The forms of government and social relations that increasingly characterize contemporary society are giving rise to new ways of thinking about crime and crime control. In particular it is argued that although the discipline of criminology is currently well established in institutional terms, the intellectual tools of the discipline are of diminishing relevance to the social world that is now emerging.

The article describes the major developmental trends in government policy as involving a shift from a welfare state, governed by Keynesian techniques of demand management to a new form of regulatory state, premised upon a neo-liberal combination of market competition, privatized institutions, and decentred, at-a-distance forms of state regulation. These new styles of governance are premised upon a recognition of new social forces and mentalities, particularly of the globalizing logic of risk management, and they will increasingly reconfigure the social and political fields in ways that have consequences for the policing and control of crime.

Criminology’s traditional focus upon street crimes and the institutions of police, courts and prisons may be decreasingly relevant to the new harms, risks and mechanisms of control that are emerging today.

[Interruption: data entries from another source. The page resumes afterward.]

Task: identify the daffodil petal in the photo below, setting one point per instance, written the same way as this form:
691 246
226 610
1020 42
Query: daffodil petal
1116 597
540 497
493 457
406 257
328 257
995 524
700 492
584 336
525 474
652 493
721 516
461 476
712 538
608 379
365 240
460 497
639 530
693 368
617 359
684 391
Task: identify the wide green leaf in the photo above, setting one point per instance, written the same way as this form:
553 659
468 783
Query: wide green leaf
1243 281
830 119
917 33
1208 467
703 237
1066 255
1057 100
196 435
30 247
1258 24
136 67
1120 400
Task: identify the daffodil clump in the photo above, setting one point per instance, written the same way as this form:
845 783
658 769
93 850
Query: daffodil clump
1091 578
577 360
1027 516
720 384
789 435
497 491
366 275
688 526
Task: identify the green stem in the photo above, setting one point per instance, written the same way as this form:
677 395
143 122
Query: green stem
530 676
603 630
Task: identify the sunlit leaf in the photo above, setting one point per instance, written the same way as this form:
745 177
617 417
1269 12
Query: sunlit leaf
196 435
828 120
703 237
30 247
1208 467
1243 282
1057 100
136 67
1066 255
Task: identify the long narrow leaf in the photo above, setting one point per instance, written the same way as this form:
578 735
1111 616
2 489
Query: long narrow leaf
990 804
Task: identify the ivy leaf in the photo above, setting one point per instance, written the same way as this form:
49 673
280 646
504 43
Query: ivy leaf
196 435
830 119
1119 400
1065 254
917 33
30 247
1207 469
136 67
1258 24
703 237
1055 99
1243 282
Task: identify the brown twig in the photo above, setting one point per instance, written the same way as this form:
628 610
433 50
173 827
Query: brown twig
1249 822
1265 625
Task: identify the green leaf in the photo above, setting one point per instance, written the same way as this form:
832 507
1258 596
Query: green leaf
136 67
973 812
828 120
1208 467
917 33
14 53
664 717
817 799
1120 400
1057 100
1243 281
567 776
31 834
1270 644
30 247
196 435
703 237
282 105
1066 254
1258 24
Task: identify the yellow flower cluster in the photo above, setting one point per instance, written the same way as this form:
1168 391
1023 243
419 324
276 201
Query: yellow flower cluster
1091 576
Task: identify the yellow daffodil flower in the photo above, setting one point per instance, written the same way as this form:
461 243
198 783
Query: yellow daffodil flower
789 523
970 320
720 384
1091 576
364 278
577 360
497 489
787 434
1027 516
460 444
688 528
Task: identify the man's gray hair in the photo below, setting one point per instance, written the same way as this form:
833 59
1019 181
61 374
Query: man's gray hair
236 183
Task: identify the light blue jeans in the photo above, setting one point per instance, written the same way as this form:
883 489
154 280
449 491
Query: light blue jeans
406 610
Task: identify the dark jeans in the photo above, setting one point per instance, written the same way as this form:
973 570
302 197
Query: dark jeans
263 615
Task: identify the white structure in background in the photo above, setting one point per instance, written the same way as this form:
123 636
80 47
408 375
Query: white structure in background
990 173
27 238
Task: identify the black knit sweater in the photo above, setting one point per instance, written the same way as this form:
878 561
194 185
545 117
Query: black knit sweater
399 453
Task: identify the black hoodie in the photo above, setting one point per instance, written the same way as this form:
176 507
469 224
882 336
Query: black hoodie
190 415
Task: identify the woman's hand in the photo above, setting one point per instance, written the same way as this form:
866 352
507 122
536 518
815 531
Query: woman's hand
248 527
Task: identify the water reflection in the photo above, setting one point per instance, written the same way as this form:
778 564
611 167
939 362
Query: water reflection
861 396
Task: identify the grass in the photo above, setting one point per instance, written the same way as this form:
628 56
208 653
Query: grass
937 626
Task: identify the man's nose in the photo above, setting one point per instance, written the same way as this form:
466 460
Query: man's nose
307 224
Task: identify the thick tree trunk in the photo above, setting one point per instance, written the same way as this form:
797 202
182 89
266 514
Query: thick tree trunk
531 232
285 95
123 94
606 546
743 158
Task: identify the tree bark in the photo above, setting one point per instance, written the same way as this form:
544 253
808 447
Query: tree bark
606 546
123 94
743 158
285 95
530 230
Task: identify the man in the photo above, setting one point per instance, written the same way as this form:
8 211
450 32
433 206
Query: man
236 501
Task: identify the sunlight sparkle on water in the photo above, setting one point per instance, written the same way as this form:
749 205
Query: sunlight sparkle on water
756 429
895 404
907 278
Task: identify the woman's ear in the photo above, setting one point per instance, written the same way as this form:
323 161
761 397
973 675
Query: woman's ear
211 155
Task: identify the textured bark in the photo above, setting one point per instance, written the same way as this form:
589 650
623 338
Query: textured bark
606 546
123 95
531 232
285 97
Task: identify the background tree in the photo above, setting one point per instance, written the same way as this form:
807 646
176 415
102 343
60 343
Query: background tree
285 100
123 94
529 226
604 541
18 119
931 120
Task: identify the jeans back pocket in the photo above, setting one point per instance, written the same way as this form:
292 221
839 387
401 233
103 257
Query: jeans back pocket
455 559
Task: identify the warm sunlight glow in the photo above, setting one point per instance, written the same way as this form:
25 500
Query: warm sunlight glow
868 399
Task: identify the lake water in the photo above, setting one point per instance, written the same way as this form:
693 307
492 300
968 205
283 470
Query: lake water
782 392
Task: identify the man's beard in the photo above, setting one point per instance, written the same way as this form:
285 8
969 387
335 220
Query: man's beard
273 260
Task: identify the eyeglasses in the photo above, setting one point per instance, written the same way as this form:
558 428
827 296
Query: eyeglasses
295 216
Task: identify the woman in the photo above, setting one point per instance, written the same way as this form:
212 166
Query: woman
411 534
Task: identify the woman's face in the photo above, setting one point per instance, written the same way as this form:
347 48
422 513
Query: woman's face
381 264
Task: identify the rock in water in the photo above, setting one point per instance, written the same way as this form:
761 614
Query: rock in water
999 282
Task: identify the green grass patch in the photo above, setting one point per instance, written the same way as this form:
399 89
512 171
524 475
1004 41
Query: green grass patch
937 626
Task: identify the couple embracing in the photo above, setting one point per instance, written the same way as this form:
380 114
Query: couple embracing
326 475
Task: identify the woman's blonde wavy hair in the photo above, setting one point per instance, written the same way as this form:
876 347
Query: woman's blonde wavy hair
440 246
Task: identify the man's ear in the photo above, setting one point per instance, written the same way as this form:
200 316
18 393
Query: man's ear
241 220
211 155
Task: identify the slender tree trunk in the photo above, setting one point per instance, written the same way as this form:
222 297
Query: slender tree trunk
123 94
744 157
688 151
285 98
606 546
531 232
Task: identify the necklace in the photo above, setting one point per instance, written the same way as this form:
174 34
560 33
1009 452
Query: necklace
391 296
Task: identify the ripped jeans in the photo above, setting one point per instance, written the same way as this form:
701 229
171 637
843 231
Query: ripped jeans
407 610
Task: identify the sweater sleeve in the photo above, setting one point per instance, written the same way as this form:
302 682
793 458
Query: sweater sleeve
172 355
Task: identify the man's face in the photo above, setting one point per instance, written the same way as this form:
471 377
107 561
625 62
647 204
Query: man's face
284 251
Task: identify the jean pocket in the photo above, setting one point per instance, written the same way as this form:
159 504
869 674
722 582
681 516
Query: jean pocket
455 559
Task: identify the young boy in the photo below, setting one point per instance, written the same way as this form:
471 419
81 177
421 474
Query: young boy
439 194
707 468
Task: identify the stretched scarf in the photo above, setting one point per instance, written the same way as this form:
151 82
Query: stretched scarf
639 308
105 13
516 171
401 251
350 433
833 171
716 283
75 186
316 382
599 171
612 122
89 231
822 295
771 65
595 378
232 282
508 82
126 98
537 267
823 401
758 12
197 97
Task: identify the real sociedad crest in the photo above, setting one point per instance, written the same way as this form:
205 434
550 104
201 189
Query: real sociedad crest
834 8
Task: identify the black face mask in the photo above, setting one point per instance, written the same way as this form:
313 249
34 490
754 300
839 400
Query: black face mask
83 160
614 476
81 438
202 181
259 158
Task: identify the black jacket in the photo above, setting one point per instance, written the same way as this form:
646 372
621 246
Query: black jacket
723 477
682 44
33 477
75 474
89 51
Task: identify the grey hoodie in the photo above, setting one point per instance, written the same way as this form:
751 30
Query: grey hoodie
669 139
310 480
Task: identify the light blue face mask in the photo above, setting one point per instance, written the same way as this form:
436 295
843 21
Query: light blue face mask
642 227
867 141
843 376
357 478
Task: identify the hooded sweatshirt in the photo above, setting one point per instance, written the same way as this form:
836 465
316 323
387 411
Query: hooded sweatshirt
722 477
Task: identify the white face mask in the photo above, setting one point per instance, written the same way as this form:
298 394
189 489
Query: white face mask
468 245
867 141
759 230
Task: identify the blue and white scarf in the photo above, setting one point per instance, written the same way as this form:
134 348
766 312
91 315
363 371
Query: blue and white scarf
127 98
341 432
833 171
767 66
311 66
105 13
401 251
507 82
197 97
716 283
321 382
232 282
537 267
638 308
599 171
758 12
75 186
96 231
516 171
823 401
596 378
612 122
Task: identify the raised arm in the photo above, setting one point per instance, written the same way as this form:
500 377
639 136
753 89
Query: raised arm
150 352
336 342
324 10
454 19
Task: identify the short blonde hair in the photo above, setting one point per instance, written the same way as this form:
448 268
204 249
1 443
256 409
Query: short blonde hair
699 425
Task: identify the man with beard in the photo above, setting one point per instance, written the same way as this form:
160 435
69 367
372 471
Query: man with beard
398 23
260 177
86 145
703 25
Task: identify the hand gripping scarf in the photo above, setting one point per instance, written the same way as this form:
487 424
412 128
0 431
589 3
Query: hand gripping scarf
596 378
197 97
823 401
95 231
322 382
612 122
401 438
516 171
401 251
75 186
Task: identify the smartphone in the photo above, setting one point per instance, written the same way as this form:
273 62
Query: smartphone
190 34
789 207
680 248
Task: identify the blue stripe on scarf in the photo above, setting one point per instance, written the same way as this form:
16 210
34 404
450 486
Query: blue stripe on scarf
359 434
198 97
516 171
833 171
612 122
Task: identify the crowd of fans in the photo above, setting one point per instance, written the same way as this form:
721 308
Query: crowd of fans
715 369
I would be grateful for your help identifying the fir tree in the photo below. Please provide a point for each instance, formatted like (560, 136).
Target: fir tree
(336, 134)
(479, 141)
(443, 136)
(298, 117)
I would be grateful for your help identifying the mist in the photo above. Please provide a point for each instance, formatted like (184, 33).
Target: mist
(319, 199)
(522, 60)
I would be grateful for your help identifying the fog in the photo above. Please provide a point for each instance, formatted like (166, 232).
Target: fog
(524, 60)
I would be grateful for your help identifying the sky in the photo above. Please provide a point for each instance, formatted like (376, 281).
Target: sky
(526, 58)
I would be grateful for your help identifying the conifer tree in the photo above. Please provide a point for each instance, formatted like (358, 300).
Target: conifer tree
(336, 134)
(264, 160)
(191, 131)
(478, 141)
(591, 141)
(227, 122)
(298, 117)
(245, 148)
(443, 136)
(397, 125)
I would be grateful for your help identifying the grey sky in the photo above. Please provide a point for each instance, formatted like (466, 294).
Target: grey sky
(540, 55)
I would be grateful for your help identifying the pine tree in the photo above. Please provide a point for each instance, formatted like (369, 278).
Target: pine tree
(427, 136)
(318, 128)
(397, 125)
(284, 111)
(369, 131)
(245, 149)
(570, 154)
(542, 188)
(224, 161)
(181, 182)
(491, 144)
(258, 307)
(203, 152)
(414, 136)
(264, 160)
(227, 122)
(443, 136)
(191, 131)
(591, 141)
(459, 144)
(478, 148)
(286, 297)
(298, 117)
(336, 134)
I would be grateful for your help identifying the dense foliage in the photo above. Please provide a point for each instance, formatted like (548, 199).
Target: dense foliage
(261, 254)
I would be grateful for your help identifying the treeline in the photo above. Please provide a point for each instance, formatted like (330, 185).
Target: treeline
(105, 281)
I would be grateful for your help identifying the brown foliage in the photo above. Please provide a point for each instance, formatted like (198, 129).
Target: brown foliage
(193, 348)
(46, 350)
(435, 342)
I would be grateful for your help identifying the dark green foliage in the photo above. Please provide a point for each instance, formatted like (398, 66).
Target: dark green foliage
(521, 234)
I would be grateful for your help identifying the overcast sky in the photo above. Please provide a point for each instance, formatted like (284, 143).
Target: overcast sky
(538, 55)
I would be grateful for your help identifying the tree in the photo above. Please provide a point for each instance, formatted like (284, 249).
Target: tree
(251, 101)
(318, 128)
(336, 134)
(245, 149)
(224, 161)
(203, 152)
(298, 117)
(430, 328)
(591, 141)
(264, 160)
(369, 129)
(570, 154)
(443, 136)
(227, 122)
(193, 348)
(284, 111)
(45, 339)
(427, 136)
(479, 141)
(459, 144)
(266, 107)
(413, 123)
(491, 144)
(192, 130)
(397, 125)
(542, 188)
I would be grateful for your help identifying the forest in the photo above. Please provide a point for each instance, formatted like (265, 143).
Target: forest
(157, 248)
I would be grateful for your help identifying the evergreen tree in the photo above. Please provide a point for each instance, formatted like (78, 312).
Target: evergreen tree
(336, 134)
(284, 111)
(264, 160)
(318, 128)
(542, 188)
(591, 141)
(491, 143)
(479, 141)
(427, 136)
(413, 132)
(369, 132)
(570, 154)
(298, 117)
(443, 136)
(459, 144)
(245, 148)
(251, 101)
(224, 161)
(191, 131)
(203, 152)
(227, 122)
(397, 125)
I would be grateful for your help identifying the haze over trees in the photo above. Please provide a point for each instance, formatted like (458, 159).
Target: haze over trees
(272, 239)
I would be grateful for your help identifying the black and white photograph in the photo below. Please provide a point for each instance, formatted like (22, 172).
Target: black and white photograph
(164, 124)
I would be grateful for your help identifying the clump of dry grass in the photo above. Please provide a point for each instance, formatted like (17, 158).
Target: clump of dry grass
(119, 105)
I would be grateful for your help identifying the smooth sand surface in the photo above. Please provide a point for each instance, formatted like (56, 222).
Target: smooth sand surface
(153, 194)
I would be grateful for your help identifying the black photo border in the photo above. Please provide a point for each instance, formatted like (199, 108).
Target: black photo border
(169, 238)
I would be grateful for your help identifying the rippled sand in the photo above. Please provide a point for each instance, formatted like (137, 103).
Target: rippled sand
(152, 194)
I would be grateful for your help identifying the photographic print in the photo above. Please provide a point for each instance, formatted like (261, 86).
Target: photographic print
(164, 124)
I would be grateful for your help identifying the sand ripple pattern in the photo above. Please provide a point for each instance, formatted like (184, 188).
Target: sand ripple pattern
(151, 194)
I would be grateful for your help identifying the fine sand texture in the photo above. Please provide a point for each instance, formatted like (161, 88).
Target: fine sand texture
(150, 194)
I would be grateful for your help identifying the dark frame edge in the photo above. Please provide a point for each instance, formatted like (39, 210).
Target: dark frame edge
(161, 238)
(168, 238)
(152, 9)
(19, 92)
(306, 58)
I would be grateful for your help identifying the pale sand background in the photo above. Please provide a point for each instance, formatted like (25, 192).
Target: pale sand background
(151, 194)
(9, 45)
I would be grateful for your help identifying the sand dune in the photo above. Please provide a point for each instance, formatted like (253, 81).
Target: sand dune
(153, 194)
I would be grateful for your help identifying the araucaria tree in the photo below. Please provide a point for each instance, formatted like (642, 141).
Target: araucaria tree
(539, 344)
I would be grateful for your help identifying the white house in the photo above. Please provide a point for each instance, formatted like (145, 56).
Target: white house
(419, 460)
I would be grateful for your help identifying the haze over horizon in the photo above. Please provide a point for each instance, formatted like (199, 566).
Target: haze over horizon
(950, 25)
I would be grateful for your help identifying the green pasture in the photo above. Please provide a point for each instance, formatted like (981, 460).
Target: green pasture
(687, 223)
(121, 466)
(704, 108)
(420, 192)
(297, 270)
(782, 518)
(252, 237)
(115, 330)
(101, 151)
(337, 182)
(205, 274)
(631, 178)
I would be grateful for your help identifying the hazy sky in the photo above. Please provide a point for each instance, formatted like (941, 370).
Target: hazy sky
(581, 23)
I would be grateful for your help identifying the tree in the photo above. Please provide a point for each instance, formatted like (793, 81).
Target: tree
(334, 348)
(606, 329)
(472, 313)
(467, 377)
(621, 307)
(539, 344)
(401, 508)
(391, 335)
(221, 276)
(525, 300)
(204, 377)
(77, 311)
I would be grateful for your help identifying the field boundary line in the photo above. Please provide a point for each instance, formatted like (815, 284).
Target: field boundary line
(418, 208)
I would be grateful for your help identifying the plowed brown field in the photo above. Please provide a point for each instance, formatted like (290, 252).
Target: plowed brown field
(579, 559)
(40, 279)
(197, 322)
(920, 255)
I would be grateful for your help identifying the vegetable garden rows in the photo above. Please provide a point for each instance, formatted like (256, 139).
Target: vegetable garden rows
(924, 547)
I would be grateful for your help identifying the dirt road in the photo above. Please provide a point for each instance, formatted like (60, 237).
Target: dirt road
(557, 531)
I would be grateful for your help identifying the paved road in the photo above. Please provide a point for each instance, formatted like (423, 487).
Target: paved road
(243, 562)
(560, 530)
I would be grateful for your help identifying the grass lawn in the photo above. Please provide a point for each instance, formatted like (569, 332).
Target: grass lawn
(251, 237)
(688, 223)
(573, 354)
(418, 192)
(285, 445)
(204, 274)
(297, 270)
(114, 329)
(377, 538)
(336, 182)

The innovative work of‘regulatory state scholars’ such as Clifford Shearing is identified as pushing criminology in new directions that confound the discipline’s traditional boundaries but which give it more leverage in the attempt to understand and respond to the control problems of the end of the century. The possibilities for restorative justice in the new context are also discussed, as are other methods for combating insecurity, and both are linked to the importance of developing forms of local knowledge that are informed by a sense of the global development context.

It is argued that the Keynesian state has been replaced by a new regulatory state that is a more Hayekian response to a risk society. Clifford Shearing is identified as a criminological theorist who has come to terms with these developments, especially in his collaborations with Phillip Stenning, David Bayley, Tony Doob and his colleagues at the Community Peace Foundation in Cape Town. Shearing et al. are forging a new paradigm (that incorporates the restorative justice paradigm) which might just transcend criminology and become something of general import to the social sciences.